Topline: The Sloughi’s topline is essentially level between the withers and the hip bones, but the highest point of the hip bones may be slightly higher than the withers, which should be apparent.
Body Condition: The Sloughi dog should always show defined bony structure and strong, lean muscles. The skeletal structure is sturdy. A Sloughi in good weight will have its hip bones apparent (but less apparent than those of the Afghan hound), as well as the three rearmost ribs. The croup is bony and gently sloping. A Sloughi should look and feel hard and fit in the ring. The forechest should be bony and angular, and it lacks “fill.” The Sloughi should never be pigeon-breasted.

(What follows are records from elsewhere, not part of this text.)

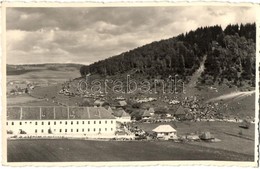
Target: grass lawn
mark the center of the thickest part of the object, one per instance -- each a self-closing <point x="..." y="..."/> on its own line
<point x="82" y="150"/>
<point x="227" y="132"/>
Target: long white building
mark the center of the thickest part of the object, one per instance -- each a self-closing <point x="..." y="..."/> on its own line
<point x="60" y="121"/>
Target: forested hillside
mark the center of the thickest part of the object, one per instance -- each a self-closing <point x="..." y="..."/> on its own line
<point x="230" y="56"/>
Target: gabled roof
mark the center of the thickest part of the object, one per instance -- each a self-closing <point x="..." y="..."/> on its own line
<point x="120" y="113"/>
<point x="180" y="111"/>
<point x="146" y="113"/>
<point x="151" y="110"/>
<point x="99" y="102"/>
<point x="164" y="129"/>
<point x="58" y="113"/>
<point x="110" y="110"/>
<point x="122" y="103"/>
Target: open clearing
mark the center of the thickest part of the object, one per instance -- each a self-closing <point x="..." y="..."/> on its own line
<point x="227" y="132"/>
<point x="83" y="150"/>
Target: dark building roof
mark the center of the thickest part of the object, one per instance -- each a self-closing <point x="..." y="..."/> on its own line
<point x="58" y="113"/>
<point x="120" y="113"/>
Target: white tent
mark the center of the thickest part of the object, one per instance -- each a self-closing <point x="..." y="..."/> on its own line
<point x="164" y="129"/>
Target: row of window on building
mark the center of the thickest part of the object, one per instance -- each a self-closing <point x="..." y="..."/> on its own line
<point x="77" y="130"/>
<point x="61" y="122"/>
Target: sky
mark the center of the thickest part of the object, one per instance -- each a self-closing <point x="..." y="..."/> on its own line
<point x="87" y="35"/>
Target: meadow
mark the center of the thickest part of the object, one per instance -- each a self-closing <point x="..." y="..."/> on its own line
<point x="91" y="151"/>
<point x="227" y="132"/>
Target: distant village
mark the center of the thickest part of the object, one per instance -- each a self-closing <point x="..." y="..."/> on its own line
<point x="111" y="118"/>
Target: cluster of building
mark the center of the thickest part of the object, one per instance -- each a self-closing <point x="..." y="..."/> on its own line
<point x="60" y="121"/>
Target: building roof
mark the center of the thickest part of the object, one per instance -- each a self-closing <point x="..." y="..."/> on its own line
<point x="99" y="103"/>
<point x="110" y="110"/>
<point x="180" y="111"/>
<point x="120" y="113"/>
<point x="58" y="113"/>
<point x="151" y="110"/>
<point x="122" y="103"/>
<point x="146" y="113"/>
<point x="164" y="129"/>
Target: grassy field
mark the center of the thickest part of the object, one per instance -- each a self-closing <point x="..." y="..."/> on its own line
<point x="227" y="132"/>
<point x="82" y="150"/>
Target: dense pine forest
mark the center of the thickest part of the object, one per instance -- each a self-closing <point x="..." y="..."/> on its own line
<point x="230" y="56"/>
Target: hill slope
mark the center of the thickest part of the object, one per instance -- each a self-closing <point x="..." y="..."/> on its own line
<point x="229" y="51"/>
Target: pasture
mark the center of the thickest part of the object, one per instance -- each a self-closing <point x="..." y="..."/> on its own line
<point x="227" y="132"/>
<point x="91" y="151"/>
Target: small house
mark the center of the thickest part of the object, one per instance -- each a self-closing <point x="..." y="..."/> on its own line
<point x="122" y="116"/>
<point x="165" y="132"/>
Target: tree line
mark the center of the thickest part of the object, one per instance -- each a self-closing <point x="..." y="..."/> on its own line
<point x="230" y="56"/>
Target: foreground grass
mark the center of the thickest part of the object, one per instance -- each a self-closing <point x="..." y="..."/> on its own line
<point x="82" y="150"/>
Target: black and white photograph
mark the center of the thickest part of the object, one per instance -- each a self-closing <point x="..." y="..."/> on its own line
<point x="131" y="83"/>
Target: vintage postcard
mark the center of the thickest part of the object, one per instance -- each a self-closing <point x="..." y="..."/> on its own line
<point x="130" y="84"/>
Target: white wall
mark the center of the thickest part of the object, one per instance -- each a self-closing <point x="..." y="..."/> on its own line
<point x="73" y="127"/>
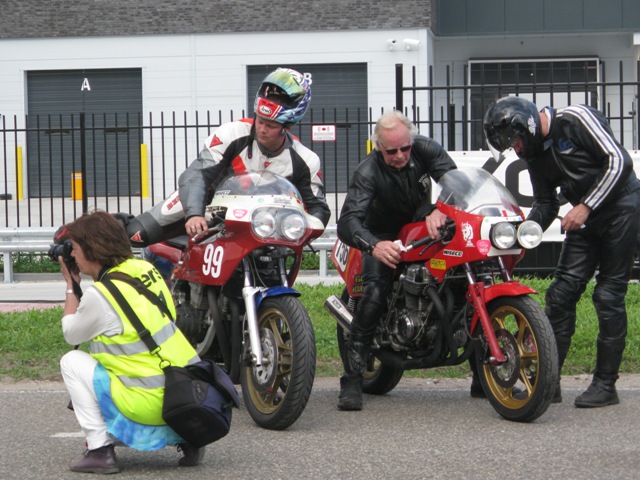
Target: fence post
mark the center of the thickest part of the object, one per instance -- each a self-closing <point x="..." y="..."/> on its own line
<point x="83" y="163"/>
<point x="399" y="90"/>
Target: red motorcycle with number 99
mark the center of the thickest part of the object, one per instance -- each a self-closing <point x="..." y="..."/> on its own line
<point x="233" y="295"/>
<point x="454" y="297"/>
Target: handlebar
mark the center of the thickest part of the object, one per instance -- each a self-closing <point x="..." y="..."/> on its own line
<point x="446" y="234"/>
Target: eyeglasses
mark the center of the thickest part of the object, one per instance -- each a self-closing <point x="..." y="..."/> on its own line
<point x="393" y="151"/>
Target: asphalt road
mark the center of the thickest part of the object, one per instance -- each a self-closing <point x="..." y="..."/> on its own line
<point x="424" y="429"/>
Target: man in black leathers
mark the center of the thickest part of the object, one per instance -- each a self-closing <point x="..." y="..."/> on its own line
<point x="574" y="148"/>
<point x="390" y="188"/>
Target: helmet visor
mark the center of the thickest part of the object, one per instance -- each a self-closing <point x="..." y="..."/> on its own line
<point x="501" y="138"/>
<point x="276" y="95"/>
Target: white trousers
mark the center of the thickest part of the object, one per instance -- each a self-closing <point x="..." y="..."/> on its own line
<point x="77" y="370"/>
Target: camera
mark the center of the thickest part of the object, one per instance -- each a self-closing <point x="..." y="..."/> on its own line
<point x="62" y="248"/>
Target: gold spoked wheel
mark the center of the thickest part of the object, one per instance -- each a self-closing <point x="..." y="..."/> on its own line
<point x="521" y="388"/>
<point x="276" y="392"/>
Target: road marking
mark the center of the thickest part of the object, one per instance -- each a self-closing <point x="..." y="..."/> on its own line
<point x="68" y="435"/>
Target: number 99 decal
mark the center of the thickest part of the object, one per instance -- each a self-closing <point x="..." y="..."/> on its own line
<point x="212" y="260"/>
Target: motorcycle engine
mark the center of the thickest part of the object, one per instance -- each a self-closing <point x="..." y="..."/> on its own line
<point x="411" y="320"/>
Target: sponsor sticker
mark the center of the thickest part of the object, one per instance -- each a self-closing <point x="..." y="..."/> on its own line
<point x="239" y="213"/>
<point x="438" y="264"/>
<point x="483" y="246"/>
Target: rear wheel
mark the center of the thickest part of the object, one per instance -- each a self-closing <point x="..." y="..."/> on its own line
<point x="276" y="392"/>
<point x="377" y="379"/>
<point x="521" y="388"/>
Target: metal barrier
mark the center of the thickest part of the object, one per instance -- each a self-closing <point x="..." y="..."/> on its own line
<point x="23" y="240"/>
<point x="39" y="239"/>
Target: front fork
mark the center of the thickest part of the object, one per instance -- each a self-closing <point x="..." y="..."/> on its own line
<point x="475" y="295"/>
<point x="249" y="292"/>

It should never be soft in condition, and it should never appear padded.
Temperament: The Sloughi dog evolved as a coursing and hunting hound, but it also evolved as a guardian of nomadic tents and a sometimes livestock guardian. Part of the Sloughi’s purpose was historically to be suspicious of strangers and to be especially devoted to its family. In the show ring, the Sloughi should be approached in a business-like fashion—never stare into the eyes; ask the handler to show the bite, front and sides, but never open the mouth to check molars. Judges should refrain from speaking when bent directly over a Sloughi. If an exhibit is shy or nervous, please refrain from trying to comfort the Sloughi or talk to it, which will only heighten its suspicion. Furthermore, in the Sloughi, a breed whose physique is so dry as to make every piece of anatomy clearly visible, excessive touching or handling is unnecessary.
General Comments: The Sloughi dog originated in a land of harsh desert and rocky mountains to course rabbits, hares, jackals, fennecs and other foxes, gazelles, and all manner of game that can be found in northern Africa. It should present as a tough, athletic dog with lots of speed and endurance, and each component of its conformation should speak to its purpose. It should have tough feet with hard nails, plenty of sturdy skeleton, lean muscles, an elegant but powerful neck, and strong teeth. Whenever an exhibit is presented to you, please consider whether this is a hound that could hunt in extreme heat over rough, unforgiving conditions.